The system architecture for building and running a large-scale
streaming service involves a bit more than massive farms of servers. A good
analogy to use is that of a retail supply chain network, e.g. Walmart or
Kroger. Most brick and mortar retail companies typically have a few massive central
warehouses, which feed into multiple tiers of smaller regional distribution
centers. From here on, product is shipped to grocery stores, or in the case of
online orders, directly to consumers’ homes or restaurants.
A company offering streaming services follow a similar
pattern. It utilizes a technology called ‘content delivery network’ – a geographically
distributed group of servers which work together to provide fast delivery of
internet content (music and metadata). Just like retail operations, the
streaming service content delivery network consists of a few large data centers
(massive server farms), and numerous, geographically dispersed, smaller data
centers located close to the end user based on geographical proximity, network latency and
other factors. When a user in China streams music via Tidal or Qobuz, in most
cases it is served from a smaller, regional data center which is located closer
to the user. The various data centers are connected to each other via high
speed, high bandwidth networking systems which are just as important as the servers
that process and store the music.
Secondly, more and more streaming services are outsourcing the
provisioning of servers and networking to cloud service providers like Amazon,
Microsoft, Google and Akamai. Very few are running their own data centers anymore. For
example, Spotify runs their content delivery network in Google Cloud. A
positive aspect of this trend is that it lowers the barrier to entry for many
smaller players who otherwise would have required massive capital investments
just to get started.
For data formats and conversions, the companies use a type
of software called ‘media transcoder’ to convert media files from their source
versions (e.g. as transmitted by the content creators) to multiple formats that
can be played back on devices like smartphones, tablets, PCs, etc. The
transcoder software runs on a special type of server which focuses on
compute power. Once transcoded, the various formats are stored on yet another
type of server which is optimized for storage.

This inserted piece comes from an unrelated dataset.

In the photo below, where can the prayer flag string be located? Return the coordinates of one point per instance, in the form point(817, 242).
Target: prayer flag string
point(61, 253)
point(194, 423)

On the software side, two very important technologies are
graph databases and machine learning. Together, they are responsible for
analyzing your song/artist/genre choices, demographics, age, and various other
factors to compile ‘playlists’ that are based on a deep understanding of your listening
habits. These technologies are ‘self-learning’, i.e. the more you use them, the
smarter and more accurate they get. As the hardware and network aspects of
operations become commoditized (i.e. outsourced to cloud service providers),
the companies that will survive and prosper will be the ones that best utilize
modern technologies like machine learning and artificial intelligence.
Of course, the explanation above is an oversimplification of
what is actually involved, but hopefully it gives you an idea of some basic underlying technologies.